The merge itself can be done using almost no memory, by comparing only the current line in each file, since the next line is guaranteed to be greater.
The stable solution is slightly trickier. First, sort the file in chunks as before, but indicate in each line the original line number. Then, during the "merge" don't bother storing
the result, just the line numbers to be deleted.
Then copy the original file line by line, ignoring the line numbers you have stored above.
Does it matter in which order the lines come, and how many duplicates are you counting on seeing?
If not, and if you're counting on a lot of dupes (i.e. a lot more reading than writing) I'd also think about parallelizing the hashset solution, with the hashset as a shared resource.
I have made two assumptions for this efficient solution:
There is a Blob equivalent of line or we can process it as binary
We can save the offset or a pointer to start of each line.
Based on these assumptions solution is:
1.read a line, save the length in the hashmap as key , so we have lighter hashmap. Save the list as the entry in hashmap for all the lines having that length mentioned in key. Building this hashmap is O(n).
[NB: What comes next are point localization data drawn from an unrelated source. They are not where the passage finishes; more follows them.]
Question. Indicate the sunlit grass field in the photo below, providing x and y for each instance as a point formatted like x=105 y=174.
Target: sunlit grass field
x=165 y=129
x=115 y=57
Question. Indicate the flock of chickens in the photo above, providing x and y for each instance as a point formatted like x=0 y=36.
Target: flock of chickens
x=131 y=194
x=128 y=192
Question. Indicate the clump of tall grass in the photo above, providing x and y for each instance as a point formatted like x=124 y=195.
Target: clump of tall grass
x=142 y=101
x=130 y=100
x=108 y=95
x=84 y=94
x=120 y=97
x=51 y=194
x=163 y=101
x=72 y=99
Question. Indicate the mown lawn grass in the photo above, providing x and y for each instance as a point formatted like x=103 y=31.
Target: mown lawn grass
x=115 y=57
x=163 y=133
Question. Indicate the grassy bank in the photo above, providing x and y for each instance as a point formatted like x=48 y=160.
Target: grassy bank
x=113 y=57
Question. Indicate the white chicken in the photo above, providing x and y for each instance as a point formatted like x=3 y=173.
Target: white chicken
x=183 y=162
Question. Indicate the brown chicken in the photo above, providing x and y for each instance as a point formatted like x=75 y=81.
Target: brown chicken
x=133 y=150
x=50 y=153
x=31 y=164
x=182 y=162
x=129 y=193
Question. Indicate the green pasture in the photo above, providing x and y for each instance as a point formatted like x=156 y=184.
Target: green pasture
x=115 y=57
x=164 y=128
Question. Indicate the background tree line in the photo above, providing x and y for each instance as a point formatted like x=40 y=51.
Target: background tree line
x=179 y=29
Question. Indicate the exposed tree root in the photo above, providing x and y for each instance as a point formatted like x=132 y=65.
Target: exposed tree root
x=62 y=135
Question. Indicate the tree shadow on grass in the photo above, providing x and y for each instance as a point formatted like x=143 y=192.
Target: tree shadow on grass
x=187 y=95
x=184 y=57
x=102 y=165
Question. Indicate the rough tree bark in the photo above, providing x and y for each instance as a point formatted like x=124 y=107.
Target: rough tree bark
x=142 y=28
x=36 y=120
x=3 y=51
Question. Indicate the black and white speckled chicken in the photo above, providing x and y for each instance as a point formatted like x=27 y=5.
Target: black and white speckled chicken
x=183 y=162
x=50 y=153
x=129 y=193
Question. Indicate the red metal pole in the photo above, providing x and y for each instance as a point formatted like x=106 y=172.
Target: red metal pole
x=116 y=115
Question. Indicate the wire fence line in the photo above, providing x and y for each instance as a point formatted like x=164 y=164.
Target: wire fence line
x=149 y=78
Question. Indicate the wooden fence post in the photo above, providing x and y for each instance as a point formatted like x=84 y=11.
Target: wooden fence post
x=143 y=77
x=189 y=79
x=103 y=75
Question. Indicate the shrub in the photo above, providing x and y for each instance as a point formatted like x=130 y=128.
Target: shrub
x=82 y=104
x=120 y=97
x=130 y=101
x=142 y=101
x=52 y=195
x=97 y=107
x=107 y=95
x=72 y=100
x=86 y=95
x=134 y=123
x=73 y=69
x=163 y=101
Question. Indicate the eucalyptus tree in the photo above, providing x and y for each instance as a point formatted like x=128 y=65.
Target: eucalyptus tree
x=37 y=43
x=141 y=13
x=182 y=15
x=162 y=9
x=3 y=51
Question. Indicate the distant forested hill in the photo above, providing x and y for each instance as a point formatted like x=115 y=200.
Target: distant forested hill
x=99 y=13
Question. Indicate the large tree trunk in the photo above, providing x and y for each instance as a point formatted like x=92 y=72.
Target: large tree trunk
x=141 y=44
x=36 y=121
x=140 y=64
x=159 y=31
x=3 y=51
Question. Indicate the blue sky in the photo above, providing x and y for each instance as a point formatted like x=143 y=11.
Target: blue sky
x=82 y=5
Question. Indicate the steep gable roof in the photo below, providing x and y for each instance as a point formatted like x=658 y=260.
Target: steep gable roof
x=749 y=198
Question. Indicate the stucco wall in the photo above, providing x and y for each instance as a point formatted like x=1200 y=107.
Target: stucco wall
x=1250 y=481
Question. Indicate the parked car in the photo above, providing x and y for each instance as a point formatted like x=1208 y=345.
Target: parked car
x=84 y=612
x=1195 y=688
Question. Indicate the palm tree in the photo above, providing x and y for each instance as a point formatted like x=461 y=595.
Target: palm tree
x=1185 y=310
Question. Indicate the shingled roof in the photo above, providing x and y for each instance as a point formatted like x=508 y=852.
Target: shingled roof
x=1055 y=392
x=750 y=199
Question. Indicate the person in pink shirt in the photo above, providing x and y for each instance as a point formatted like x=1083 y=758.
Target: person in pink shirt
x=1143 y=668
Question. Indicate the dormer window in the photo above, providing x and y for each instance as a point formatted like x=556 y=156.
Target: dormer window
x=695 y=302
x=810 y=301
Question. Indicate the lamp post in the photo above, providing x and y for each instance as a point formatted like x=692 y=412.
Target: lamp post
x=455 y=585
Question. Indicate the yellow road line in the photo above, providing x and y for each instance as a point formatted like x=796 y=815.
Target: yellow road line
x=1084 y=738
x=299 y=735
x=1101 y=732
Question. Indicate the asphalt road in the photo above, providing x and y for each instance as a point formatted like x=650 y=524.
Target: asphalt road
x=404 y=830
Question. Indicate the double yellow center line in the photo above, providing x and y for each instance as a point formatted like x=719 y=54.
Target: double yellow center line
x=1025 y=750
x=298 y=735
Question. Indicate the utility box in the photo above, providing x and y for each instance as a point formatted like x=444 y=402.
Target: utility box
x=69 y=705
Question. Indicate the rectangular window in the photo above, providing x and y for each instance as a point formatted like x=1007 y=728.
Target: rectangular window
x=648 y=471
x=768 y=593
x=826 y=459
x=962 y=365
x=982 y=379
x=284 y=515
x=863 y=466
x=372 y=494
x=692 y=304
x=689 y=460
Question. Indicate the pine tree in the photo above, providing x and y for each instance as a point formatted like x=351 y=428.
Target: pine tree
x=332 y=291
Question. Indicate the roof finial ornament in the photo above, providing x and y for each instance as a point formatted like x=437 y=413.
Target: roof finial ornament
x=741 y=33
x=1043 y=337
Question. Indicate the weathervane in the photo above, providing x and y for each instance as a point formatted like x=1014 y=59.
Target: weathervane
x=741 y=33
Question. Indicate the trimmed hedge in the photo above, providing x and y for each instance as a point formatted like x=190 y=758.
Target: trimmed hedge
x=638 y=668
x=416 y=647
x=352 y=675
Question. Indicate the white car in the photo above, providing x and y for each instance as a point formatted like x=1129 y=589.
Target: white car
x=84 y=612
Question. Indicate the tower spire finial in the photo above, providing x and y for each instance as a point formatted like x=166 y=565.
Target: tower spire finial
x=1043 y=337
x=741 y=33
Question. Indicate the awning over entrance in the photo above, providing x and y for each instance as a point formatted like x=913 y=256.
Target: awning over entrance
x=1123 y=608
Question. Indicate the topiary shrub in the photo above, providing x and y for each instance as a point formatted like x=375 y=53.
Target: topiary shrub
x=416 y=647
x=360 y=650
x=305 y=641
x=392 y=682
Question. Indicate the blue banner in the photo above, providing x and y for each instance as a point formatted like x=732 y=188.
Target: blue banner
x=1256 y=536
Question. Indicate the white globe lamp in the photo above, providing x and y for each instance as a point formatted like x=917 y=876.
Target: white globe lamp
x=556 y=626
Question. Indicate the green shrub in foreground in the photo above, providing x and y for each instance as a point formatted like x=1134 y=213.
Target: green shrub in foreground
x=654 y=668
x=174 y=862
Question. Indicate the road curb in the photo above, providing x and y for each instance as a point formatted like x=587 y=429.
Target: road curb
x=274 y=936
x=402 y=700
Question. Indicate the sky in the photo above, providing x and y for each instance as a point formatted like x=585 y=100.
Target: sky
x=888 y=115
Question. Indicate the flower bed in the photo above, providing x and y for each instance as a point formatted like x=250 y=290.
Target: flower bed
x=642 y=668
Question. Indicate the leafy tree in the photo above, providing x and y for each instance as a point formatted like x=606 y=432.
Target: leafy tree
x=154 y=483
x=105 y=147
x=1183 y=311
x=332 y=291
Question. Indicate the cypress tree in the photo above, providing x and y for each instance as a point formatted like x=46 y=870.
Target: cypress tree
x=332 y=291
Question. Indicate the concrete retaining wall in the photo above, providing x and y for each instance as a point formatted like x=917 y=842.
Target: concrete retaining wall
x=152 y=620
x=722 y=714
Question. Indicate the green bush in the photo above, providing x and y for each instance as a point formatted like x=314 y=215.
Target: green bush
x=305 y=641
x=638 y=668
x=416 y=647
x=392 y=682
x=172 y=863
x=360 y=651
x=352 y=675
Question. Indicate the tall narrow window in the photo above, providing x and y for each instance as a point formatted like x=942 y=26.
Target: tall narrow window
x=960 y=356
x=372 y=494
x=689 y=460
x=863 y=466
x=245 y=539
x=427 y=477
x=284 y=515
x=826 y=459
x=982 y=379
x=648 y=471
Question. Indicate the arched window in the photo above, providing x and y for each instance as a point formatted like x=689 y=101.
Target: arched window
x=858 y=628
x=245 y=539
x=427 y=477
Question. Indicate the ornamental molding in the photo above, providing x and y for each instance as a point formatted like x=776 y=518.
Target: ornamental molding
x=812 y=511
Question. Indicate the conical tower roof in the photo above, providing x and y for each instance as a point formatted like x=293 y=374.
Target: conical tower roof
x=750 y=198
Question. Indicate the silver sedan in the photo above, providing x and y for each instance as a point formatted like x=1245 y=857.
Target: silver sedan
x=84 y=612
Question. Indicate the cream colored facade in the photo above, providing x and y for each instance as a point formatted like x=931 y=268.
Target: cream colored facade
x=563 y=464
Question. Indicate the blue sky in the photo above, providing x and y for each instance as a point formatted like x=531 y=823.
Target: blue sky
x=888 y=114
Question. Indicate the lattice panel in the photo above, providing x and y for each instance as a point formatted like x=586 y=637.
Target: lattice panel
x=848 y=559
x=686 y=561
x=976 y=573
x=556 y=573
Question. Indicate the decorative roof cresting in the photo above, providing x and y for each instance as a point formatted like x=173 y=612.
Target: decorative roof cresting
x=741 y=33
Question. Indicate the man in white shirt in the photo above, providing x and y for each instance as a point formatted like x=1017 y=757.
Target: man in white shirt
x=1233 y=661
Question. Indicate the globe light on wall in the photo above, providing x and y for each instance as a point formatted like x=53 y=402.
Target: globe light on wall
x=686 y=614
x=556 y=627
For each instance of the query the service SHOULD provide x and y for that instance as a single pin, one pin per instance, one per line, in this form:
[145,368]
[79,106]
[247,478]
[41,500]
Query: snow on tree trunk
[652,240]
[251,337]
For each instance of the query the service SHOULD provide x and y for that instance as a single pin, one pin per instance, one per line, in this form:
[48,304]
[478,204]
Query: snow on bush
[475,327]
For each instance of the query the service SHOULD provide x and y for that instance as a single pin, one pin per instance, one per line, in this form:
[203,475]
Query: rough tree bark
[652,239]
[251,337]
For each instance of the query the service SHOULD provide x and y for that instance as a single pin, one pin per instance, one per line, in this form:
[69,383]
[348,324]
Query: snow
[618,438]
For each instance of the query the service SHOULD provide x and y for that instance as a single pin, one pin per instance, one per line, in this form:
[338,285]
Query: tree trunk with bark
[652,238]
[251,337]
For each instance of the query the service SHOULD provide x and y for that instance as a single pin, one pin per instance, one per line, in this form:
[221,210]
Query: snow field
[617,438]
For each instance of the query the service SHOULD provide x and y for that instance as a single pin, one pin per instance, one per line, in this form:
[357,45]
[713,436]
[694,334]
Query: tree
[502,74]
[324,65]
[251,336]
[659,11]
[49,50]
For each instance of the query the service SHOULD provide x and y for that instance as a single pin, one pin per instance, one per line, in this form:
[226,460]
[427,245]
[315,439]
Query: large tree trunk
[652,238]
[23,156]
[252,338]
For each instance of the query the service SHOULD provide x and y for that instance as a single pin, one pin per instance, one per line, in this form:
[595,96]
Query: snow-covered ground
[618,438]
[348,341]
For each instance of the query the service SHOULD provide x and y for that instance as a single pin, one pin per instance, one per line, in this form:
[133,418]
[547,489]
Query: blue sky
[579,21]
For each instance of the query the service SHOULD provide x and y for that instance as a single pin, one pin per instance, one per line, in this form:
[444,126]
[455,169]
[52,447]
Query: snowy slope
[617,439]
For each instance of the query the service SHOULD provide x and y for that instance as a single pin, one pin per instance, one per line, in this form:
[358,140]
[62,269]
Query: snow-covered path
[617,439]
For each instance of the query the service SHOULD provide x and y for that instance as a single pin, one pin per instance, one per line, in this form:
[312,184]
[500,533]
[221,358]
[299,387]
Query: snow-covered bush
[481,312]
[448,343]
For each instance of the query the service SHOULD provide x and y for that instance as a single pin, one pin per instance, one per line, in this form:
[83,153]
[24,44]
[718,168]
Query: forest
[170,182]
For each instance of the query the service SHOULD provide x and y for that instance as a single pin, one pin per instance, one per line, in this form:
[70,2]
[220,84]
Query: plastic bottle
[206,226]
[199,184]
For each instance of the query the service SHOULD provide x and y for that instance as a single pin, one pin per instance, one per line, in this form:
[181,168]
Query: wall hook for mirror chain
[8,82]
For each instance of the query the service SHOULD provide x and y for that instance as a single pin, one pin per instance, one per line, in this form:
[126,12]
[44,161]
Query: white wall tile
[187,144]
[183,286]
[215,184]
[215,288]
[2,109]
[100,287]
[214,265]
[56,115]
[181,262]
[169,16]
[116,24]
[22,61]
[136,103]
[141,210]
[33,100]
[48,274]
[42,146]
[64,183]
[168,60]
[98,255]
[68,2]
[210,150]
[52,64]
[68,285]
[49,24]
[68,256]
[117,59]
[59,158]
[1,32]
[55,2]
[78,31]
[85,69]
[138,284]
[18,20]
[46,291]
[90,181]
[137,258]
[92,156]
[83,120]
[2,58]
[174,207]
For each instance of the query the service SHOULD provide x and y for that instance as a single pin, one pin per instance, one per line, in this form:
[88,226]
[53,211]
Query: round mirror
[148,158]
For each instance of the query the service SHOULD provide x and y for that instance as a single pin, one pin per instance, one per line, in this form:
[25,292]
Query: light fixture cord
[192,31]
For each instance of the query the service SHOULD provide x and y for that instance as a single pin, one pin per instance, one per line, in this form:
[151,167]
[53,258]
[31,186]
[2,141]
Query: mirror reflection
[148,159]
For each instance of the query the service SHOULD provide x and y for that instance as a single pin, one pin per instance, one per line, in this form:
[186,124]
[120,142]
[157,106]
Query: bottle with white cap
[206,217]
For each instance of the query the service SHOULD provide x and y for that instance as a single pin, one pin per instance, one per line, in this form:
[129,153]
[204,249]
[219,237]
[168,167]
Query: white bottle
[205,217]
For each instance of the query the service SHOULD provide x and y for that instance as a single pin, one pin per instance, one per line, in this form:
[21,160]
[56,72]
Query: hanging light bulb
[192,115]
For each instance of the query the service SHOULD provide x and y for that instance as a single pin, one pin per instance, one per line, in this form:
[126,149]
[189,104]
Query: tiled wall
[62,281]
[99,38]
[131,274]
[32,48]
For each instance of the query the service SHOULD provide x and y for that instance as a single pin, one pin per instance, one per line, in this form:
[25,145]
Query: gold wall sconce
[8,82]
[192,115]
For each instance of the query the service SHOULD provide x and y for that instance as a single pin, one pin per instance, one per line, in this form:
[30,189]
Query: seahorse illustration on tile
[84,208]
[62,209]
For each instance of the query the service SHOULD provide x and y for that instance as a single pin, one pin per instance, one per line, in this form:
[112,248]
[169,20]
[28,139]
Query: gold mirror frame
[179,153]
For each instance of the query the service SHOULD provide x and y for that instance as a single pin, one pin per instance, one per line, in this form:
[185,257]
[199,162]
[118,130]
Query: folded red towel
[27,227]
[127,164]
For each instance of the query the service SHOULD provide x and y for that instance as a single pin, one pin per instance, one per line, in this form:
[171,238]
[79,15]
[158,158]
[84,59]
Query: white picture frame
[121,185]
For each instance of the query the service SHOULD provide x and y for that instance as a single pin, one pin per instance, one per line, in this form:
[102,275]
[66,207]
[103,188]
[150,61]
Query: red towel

While mapping the offsets for each line in the hashmap,compare the line blobs with all existing entries in the list of lines(offsets) for this key length except the entry -1 as offset.if duplicate found remove both lines and save the offset -1 in those places in list.
So consider the complexity and memory usage:
Hashmap memory ,space complexity = O(n) where n is number of lines
Time Complexity - if no duplicates but all equal length lines considering length of each line = m, consider the no of lines =n then that would be , O(n). Since we assume we can compare blob , the m does not matter.
That was worst case.
In other cases we save on comparisons although we will have little extra space required in hashmap.
Additionally we can use mapreduce on server side to split the set and merge results later. And using length or start of line as the mapper key.
void deleteDuplicates(File filename) throws IOException{
#SuppressWarnings("resource")
BufferedReader reader = new BufferedReader(new FileReader(filename));
Set<String> lines = new LinkedHashSet<String>();
String line;
String delims = " ";
System.out.println("Read the duplicate contents now and writing to file");
while((line=reader.readLine())!=null){
line = line.trim();
StringTokenizer str = new StringTokenizer(line, delims);
while (str.hasMoreElements()) {
line = (String) str.nextElement();
lines.add(line);
BufferedWriter writer = new BufferedWriter(new FileWriter(filename));
for(String unique: lines){
writer.write(unique+" ");
}
writer.close();
}
}
System.out.println(lines);
System.out.println("Duplicate removal successful");
}
These answers all rely on the file being small enough to store in memory.
If it is OK to sort the file, this is an algorithm that can be used on any sized file.
You need this library: https://github.com/lemire/externalsortinginjava
I assume you start with a file fileDumpCsvFileUnsorted and you will end up with a new file fileDumpCsvFileSorted that is sorted and has no dupes.
ExternalSort.sort(fileDumpCsvFileUnsorted, fileDumpCsvFileSorted);
int numDupes = 0;
File dupesRemoved = new File(fileDumpCsvFileSorted.getAbsolutePath() + ".nodupes");
String previousLine = null;
try (FileWriter fw = new FileWriter(dupesRemoved);
BufferedWriter bw = new BufferedWriter(fw);
FileReader fr = new FileReader(fileDumpCsvFileSorted);
LineIterator lineIterator = new LineIterator(fr)
) {
while (lineIterator.hasNext()) {
String nextLine = lineIterator.nextLine();
if (StringUtils.equals(nextLine, previousLine)) {
++numDupes;
continue;
}
bw.write(String.format("%s%n", nextLine));
previousLine = nextLine;
}
}
logger.info("Removed {} dupes from {}", numDupes, fileDumpCsvFileSorted.getAbsolutePath());
FileUtils.deleteQuietly(fileDumpCsvFileSorted);
FileUtils.moveFile(dupesRemoved, fileDumpCsvFileSorted);
The file fileDumpCsvFileSorted is now created sorted with no dupes.